De lo oído los pasados días en el Congreso, hay una frase, antes habitual en el independentismo, que al ser pronunciada por Sánchez me inquieta sobremanera. Dice el ya presidente que para resolver el conflicto de Cataluña, "la ley por sí sola no basta". De entrada, no acierto a delimitar el alcance exacto de sus palabras: ¿esa receta es aplicable sólo al guirigay catalán o puede extenderse a cualquier tipo de problema?; ¿sugiere Sánchez que, como la ley no basta, se la puede bordear, incumplir o ignorar?; ¿abre la puerta a mecanismos que operen al margen de las normas?; ¿supone indirectamente avalar soluciones que eludan el control judicial?; si la ley es prescindible, ¿también el legislativo verá reducidas sus competencias?; ¿la clásica e inderogable división de poderes ha quedado de facto automáticamente fulminada? Nada de esto ha sido suficientemente explicado y genera una grave incertidumbre sobre cómo funcionarán los equilibrios básicos de toda democracia en la España que llega.

Uno, como jurista, no puede sino recordar las lúcidas ideas de Hayek: el Estado ha de estar sometido en todas sus acciones a preceptos generales, fijos, públicos y previamente conocidos, aplicados por tribunales imparciales e independientes, de forma que los ciudadanos puedan orientar su conducta por ellos y anticipar con seguridad razonable cómo actuarán las autoridades. Por supuesto las leyes no son inalterables; pero, para ser modificadas o incluso abolidas, será indispensable apoyarse en sus propios mandatos.

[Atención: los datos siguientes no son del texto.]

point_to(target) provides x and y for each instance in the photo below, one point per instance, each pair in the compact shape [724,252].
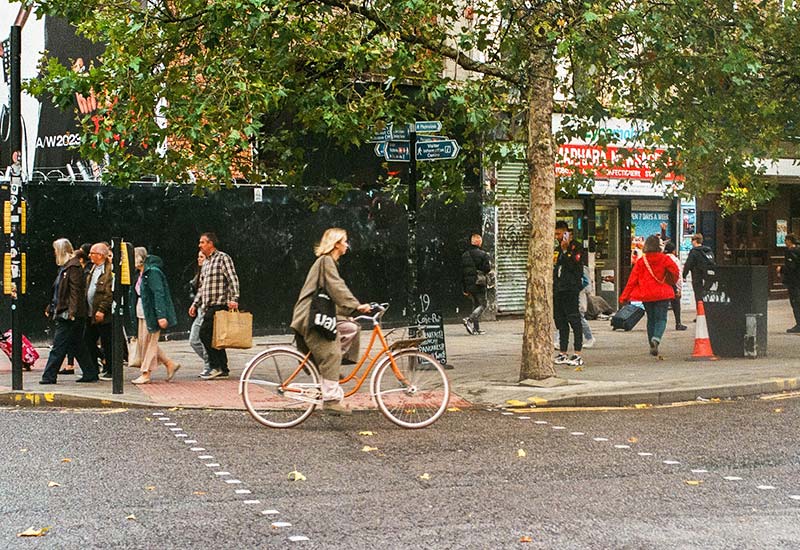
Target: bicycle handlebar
[379,310]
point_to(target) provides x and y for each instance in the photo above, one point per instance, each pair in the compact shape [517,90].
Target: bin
[736,311]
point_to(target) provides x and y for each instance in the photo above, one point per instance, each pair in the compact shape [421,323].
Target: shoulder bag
[322,313]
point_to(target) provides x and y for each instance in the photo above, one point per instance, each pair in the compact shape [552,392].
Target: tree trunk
[537,340]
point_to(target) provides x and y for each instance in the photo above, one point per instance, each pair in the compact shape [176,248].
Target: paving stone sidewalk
[619,371]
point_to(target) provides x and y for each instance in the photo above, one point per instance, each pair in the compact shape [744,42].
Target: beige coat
[327,354]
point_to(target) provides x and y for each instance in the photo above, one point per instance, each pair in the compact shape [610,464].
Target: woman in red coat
[650,283]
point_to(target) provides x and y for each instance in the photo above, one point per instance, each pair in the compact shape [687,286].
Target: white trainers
[575,361]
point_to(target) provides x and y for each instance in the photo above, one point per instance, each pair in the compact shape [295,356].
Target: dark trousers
[794,300]
[566,315]
[217,358]
[478,297]
[100,332]
[68,337]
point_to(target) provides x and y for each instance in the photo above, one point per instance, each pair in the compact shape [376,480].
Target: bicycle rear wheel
[274,400]
[411,389]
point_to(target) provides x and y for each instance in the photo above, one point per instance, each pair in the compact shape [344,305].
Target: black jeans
[68,337]
[566,315]
[217,358]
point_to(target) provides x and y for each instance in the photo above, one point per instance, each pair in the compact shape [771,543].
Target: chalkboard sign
[431,325]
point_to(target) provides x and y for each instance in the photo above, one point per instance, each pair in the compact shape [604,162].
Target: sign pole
[411,297]
[14,212]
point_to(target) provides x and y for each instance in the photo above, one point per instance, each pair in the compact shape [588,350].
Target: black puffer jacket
[472,261]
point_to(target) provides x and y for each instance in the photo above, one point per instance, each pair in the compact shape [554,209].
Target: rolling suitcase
[627,317]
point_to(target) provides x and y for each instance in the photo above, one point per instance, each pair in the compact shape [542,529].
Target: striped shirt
[219,283]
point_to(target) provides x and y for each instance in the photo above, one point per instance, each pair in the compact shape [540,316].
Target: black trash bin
[736,311]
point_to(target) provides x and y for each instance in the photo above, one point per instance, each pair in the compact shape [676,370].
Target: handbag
[322,313]
[232,329]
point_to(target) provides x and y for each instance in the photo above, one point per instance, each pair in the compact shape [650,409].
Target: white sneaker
[575,361]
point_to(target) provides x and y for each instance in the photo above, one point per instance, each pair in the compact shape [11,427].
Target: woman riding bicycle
[324,273]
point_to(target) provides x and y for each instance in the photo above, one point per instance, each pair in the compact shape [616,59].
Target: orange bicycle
[281,386]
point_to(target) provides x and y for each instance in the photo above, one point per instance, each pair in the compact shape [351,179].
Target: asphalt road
[652,478]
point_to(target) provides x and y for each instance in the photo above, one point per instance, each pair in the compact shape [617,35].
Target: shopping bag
[232,329]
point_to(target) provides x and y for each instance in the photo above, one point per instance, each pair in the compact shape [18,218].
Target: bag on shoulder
[322,313]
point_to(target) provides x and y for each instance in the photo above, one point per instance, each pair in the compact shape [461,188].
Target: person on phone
[567,284]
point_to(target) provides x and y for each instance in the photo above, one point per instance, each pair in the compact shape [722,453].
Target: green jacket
[156,299]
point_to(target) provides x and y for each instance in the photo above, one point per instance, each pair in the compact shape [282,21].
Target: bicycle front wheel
[280,391]
[411,389]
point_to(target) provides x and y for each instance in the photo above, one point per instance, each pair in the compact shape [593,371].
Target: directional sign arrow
[437,150]
[426,126]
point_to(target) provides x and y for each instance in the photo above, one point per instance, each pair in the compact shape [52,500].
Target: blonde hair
[63,250]
[329,240]
[139,255]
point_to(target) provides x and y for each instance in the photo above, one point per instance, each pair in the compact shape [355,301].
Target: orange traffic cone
[702,343]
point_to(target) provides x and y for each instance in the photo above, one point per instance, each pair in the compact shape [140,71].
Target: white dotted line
[644,454]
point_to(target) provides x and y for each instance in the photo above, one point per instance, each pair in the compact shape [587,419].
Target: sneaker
[468,325]
[575,361]
[336,408]
[214,373]
[561,359]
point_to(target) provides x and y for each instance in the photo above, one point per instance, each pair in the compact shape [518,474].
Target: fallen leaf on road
[294,475]
[32,532]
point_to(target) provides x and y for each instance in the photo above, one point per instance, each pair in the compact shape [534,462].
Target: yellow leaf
[32,532]
[294,475]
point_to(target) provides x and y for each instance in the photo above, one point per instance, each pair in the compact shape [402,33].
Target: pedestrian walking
[219,290]
[652,282]
[475,268]
[790,276]
[324,274]
[99,296]
[152,302]
[700,264]
[68,310]
[567,284]
[194,332]
[672,251]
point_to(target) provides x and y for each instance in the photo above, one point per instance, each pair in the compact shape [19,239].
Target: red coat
[643,287]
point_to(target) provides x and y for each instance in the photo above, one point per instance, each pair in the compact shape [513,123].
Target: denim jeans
[194,339]
[656,318]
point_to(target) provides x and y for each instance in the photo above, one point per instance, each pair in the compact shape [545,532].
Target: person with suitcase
[652,282]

No, la democracia no puede ni debe situarse por encima de la ley. Sencillamente porque si lo hace, el modelo pierde su condición de democrático. El núcleo del Estado de Derecho, señalaba Elías Díaz, es el imperio de la ley. Ése que ahora se entiende indicativo, desechable si conviniere, más un asunto de forma que de esencia. Lo recordado vale para la Constitución y también para el completo acervo normativo que, al cabo, es el que otorga legitimidad al conjunto de instituciones políticas.

Sorprende que estas nociones fundamentalísimas tengan que ser de nuevo defendidas. Quizás porque los que siempre han vivido a su amparo han olvidado su inmenso valor. Los hombres a menudo subestiman aquello de lo que disfrutan y no lo echan de menos hasta que lo pierden Tal vez acabe siendo éste el caso. Pero no por tristemente usual y humano, dejaría de ser, al tiempo, dañino, irracional y estúpidamente retrógrado.